Technical University of Denmark: DTU will make it easier to analyze unique 3D images
Researchers and the industry have high expectations for the research facilities MAX IV and ESS in Lund in Sweden, where materials and systems can be examined down to the atomic level in 3D in the search for new discoveries in materials, medicine, and the environment.
With a grant of DKK 11.5 million from the Novo Nordisk Foundation, DTU is now starting to develop a standard procedure for how images taken on e.g. MAX IV can be analyzed using artificial intelligence. The work will take place through a new research infrastructure called QUAITOM.
“Today, the data analysis of 3D images often becomes a research project in itself, and it takes 10-100 times as long as everything else in the experiment. This puts a limit on how much benefit to receive from a research facility like MAX IV because data is not utilized as much as it could with better analysis techniques. We want to solve that problem,” says professor and section leader for Visual Computing at DTU Compute Anders Bjorholm Dahl.
He refers to the potential in the field of life science. In recent years, a strong research environment has been built up around 3D imaging, especially in life science with biomedical applications. Examination of tissue samples with 3D imaging makes it possible to see and understand structures very close to the structure that the tissue has in the living organism from which the samples originate. In addition, the tissue can be subsequently examined with histological techniques using light microscopy or electron microscopy.
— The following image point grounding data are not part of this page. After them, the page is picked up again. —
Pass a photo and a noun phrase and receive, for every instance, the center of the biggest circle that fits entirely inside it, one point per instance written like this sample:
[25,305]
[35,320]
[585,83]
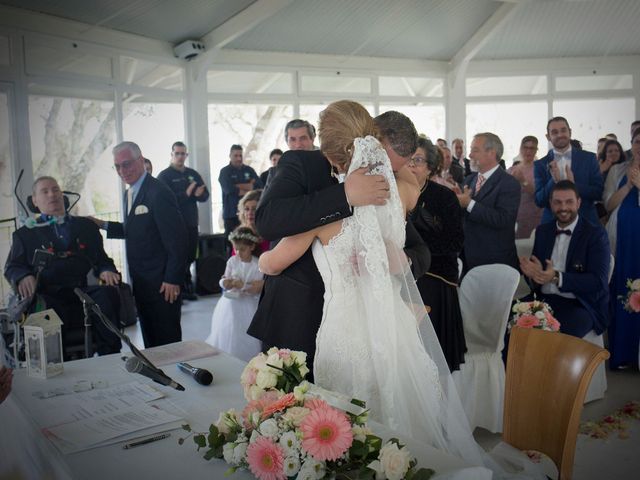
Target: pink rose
[634,301]
[527,321]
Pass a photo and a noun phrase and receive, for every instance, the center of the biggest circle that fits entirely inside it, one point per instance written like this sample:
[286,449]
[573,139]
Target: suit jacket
[587,266]
[588,180]
[303,195]
[489,230]
[69,269]
[155,236]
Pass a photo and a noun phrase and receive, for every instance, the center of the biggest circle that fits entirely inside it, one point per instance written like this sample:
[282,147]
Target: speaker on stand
[211,263]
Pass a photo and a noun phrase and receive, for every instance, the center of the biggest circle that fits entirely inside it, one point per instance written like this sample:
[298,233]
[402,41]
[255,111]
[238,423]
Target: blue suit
[586,275]
[588,180]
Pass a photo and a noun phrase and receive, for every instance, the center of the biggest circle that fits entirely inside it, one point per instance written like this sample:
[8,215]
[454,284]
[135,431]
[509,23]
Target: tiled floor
[612,459]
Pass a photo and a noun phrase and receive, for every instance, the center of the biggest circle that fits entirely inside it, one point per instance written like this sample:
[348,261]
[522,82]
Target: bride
[369,345]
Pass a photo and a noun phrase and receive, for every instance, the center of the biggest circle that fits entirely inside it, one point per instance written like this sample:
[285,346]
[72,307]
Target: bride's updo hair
[340,123]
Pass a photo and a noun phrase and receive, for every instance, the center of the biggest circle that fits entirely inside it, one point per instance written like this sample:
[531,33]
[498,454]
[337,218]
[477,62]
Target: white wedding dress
[375,342]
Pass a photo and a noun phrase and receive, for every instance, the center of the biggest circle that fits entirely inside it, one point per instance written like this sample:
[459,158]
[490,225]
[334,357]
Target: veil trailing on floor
[417,394]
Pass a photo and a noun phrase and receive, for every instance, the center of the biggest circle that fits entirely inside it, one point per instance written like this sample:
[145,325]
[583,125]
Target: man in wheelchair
[74,247]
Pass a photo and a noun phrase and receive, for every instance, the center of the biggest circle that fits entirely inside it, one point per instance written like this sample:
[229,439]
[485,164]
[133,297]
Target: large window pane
[71,140]
[592,119]
[510,121]
[154,126]
[257,128]
[428,119]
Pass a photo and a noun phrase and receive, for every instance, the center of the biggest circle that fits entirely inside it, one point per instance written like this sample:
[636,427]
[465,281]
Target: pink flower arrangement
[326,433]
[535,314]
[288,431]
[631,300]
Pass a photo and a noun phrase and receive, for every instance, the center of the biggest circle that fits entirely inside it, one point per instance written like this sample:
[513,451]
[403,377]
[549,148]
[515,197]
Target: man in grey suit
[490,199]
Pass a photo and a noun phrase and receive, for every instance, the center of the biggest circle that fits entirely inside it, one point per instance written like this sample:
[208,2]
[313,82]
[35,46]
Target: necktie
[129,199]
[479,182]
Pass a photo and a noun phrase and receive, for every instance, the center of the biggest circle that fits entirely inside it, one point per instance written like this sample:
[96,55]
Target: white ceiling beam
[242,22]
[479,39]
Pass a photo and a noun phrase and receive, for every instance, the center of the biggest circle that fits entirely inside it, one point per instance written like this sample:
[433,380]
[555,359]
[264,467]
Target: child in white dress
[242,283]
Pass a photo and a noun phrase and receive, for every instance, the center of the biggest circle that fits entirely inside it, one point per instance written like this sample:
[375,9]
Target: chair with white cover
[598,384]
[485,302]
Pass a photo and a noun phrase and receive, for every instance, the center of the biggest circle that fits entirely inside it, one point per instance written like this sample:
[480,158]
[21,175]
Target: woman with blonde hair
[368,345]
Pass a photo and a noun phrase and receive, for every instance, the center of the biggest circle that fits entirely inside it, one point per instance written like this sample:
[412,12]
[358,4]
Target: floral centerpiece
[287,430]
[631,300]
[534,314]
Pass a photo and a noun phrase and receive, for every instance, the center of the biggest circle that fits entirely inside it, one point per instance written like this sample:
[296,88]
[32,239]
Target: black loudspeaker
[211,263]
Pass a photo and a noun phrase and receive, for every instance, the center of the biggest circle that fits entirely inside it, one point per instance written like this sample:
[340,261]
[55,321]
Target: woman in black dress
[438,219]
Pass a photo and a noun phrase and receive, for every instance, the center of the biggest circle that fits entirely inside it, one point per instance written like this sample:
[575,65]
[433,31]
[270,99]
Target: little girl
[242,283]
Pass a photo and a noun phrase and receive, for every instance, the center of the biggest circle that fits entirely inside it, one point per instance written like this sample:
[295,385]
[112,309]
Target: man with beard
[569,266]
[564,162]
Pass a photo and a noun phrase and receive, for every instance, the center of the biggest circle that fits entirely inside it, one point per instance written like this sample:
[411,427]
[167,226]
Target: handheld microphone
[135,365]
[202,376]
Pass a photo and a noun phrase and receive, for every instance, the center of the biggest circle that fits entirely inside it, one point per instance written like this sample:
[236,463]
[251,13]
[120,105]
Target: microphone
[135,365]
[202,376]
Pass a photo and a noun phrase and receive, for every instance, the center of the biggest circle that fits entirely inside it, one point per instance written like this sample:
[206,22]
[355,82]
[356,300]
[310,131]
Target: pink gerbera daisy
[527,321]
[326,433]
[266,459]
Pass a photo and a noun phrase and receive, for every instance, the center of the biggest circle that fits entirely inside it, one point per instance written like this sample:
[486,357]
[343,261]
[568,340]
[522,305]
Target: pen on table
[146,440]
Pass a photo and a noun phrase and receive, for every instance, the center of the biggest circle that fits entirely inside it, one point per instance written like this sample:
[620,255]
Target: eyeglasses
[126,165]
[417,161]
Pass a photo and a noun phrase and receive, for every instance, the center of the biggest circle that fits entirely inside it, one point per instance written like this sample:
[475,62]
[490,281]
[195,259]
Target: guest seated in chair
[75,245]
[569,265]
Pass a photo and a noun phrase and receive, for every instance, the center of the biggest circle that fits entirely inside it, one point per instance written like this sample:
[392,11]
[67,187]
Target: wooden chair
[546,381]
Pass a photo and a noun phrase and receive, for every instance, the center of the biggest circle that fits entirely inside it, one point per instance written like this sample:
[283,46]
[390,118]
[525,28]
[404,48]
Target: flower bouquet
[631,300]
[534,314]
[287,430]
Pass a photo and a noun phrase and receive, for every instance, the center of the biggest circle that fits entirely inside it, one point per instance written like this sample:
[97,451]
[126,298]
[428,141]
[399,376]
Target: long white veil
[417,393]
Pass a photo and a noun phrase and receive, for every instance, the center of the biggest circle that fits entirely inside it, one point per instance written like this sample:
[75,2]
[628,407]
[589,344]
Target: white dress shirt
[486,176]
[559,259]
[563,159]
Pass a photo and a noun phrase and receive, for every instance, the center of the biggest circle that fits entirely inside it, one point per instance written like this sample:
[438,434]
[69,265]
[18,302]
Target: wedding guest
[438,219]
[529,214]
[622,199]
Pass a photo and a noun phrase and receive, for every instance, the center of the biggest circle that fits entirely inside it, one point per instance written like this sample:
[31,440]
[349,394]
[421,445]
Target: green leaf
[200,440]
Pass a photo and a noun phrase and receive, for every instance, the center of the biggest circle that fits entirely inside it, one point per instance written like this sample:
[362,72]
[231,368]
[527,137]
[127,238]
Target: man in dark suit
[304,194]
[569,265]
[490,199]
[564,162]
[75,247]
[155,236]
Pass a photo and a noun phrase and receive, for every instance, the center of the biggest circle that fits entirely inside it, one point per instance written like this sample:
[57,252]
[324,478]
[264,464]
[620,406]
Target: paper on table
[81,406]
[84,434]
[179,352]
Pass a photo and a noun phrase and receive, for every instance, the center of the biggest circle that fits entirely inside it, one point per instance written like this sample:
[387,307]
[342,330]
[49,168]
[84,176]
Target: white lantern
[43,340]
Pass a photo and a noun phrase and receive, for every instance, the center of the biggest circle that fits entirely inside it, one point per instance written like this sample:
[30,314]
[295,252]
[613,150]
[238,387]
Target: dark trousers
[159,319]
[69,308]
[192,250]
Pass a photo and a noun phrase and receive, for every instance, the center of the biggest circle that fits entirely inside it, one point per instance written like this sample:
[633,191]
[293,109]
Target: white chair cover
[485,302]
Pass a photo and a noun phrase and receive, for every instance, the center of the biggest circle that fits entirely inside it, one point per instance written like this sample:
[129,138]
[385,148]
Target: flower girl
[242,283]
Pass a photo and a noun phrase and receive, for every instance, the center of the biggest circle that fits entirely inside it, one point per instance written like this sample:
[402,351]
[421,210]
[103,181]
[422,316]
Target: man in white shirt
[569,266]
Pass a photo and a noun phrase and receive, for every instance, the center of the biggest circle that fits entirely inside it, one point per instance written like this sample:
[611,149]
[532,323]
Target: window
[257,128]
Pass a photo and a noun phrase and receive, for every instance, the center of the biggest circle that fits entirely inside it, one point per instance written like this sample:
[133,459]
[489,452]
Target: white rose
[395,462]
[290,444]
[239,453]
[291,466]
[227,452]
[269,428]
[266,379]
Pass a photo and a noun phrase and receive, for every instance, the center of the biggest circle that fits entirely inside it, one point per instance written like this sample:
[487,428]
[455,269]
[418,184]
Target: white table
[165,458]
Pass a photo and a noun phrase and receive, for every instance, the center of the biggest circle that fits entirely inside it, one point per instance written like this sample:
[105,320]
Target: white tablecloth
[165,458]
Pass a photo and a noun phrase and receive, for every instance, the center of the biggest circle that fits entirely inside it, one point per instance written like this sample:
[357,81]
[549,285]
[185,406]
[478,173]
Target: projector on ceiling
[188,49]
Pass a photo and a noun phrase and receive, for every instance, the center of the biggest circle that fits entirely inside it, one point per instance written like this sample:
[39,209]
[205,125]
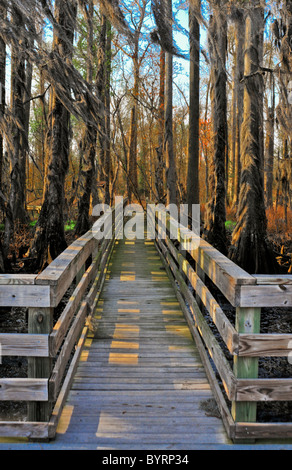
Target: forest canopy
[156,100]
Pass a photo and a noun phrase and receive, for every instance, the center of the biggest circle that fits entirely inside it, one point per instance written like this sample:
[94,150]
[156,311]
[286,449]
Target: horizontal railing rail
[53,349]
[194,268]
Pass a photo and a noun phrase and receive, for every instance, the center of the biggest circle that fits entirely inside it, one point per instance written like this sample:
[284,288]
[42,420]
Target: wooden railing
[195,270]
[52,350]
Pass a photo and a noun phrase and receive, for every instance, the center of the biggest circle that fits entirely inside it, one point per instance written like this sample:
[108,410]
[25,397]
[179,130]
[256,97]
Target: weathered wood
[29,345]
[40,321]
[274,344]
[266,295]
[247,321]
[227,331]
[17,279]
[24,295]
[23,389]
[24,429]
[254,390]
[209,339]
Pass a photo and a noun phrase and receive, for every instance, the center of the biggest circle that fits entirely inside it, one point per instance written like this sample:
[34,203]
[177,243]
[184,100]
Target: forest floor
[274,320]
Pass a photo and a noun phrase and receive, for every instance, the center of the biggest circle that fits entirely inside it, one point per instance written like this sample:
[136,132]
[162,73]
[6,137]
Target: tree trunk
[270,131]
[107,161]
[49,240]
[2,91]
[19,138]
[250,249]
[168,136]
[88,142]
[216,211]
[132,157]
[239,71]
[159,167]
[193,194]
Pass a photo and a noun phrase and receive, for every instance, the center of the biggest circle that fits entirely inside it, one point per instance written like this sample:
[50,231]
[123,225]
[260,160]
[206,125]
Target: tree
[49,240]
[238,20]
[2,91]
[19,127]
[216,211]
[88,144]
[194,107]
[250,248]
[168,136]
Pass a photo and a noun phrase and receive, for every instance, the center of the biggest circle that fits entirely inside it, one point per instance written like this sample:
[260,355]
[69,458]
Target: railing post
[40,321]
[247,321]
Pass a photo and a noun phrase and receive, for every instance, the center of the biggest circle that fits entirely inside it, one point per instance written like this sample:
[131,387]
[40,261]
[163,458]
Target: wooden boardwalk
[140,383]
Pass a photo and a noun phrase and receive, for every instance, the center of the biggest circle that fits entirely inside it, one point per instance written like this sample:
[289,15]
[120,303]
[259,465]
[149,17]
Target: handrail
[239,389]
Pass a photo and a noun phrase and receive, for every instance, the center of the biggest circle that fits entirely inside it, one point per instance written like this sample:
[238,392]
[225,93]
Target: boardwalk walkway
[140,383]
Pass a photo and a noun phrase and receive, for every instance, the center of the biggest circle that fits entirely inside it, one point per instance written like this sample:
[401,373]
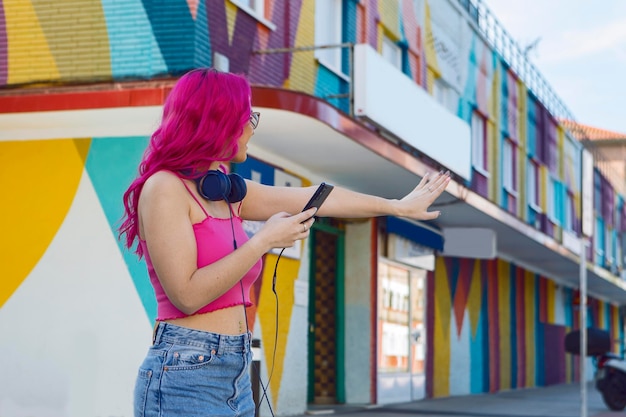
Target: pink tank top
[214,240]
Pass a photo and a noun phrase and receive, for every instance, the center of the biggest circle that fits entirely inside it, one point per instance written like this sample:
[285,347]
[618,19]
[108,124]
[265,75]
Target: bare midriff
[230,320]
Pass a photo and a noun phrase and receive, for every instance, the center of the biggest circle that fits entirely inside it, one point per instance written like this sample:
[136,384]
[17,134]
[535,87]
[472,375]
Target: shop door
[325,304]
[401,333]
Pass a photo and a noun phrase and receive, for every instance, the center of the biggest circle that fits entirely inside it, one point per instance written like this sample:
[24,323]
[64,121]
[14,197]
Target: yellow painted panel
[441,341]
[267,315]
[551,302]
[303,70]
[38,181]
[474,299]
[429,43]
[29,57]
[504,320]
[77,37]
[389,12]
[529,319]
[231,15]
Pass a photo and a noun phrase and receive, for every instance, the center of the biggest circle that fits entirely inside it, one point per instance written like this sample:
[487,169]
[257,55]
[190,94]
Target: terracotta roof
[585,132]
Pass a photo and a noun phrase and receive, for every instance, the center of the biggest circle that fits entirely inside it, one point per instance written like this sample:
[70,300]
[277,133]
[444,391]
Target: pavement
[553,401]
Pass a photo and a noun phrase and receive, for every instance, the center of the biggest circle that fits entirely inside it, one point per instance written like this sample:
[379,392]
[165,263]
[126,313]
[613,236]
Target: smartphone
[319,196]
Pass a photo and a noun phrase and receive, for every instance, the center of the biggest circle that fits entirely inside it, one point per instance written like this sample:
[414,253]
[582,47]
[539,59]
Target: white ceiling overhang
[304,134]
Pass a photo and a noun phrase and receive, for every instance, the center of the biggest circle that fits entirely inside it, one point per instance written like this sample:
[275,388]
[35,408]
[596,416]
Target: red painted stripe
[521,327]
[82,100]
[494,327]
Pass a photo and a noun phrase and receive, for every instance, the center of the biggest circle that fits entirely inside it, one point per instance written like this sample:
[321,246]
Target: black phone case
[319,196]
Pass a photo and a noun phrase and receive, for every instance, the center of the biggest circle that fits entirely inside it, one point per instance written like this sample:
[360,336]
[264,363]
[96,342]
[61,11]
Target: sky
[581,52]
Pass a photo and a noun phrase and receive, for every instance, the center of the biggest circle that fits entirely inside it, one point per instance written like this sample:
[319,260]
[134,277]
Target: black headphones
[216,185]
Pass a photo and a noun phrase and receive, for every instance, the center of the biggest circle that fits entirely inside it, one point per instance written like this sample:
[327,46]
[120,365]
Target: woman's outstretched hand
[415,204]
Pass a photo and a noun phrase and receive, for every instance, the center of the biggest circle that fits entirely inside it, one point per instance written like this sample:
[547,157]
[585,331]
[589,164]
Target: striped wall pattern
[83,40]
[496,326]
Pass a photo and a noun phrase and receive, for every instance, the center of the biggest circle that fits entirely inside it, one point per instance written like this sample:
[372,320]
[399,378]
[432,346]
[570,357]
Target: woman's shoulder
[162,183]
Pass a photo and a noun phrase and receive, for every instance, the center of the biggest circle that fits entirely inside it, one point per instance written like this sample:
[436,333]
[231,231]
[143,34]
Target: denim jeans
[194,373]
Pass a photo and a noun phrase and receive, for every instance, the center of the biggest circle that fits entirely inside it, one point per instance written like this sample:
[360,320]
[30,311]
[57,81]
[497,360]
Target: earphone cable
[245,313]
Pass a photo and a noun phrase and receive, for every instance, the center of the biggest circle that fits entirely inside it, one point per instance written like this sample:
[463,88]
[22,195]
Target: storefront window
[401,314]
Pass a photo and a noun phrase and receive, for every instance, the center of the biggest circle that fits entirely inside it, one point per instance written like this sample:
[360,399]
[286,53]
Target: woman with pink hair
[186,215]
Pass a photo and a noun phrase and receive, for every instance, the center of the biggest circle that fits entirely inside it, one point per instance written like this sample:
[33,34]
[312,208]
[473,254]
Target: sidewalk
[553,401]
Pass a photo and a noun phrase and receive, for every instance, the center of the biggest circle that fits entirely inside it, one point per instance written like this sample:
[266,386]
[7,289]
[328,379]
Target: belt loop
[220,345]
[157,332]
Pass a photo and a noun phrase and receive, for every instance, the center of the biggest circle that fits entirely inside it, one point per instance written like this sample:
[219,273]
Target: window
[328,30]
[553,200]
[479,143]
[509,166]
[392,52]
[402,318]
[532,185]
[570,212]
[256,9]
[444,94]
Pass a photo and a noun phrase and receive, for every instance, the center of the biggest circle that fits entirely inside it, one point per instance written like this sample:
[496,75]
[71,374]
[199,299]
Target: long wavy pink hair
[203,117]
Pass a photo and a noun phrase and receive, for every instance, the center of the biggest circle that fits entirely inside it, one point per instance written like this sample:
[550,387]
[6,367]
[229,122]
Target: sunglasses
[254,119]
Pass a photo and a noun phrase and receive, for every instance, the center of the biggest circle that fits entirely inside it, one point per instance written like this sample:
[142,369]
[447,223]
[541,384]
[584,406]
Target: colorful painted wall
[42,43]
[496,326]
[70,293]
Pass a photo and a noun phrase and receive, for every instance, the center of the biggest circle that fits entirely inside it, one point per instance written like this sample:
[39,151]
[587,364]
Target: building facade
[367,94]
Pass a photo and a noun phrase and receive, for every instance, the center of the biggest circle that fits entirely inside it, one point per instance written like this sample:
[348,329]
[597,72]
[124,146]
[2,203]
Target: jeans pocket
[187,357]
[141,391]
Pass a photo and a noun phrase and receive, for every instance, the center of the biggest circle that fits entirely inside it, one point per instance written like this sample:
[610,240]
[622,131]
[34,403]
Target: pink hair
[203,117]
The timing is perfect, as MAX IV will start research at two beamlines in 2022. The Danish DanMAX handles everything from life science to building materials, as well as ForMAX, adapted biomass experiments. In addition, the sister facility ESS, European Spallation Source, will also be ready for use soon.
Complicated 3D imaging
Artificial intelligence based on machine learning and especially deep learning has become the dominant approach to computer vision.
The basis for doing deep learning based on computer vision algorithms is that you have large datasets with thousands of images.
“With the QUAITOM platform, we get the muscles to grab the users themselves and take them to the methods we have created. Our research will then be used in a completely different way than before.”
Anders Bjorholm Dahl, Professor & Head of section at DTU Compute
The researchers then develop the algorithm by showing it all the examples that it must learn to recognize, and when it has seen enough images, you can make something similar and make the algorithm recognize what the image contains. If there is a lot of variation, maybe millions of images are needed to make a usable algorithm. Therefore, areas where it has been easy to obtain data or where research groups have made large data sets have been studied in particular.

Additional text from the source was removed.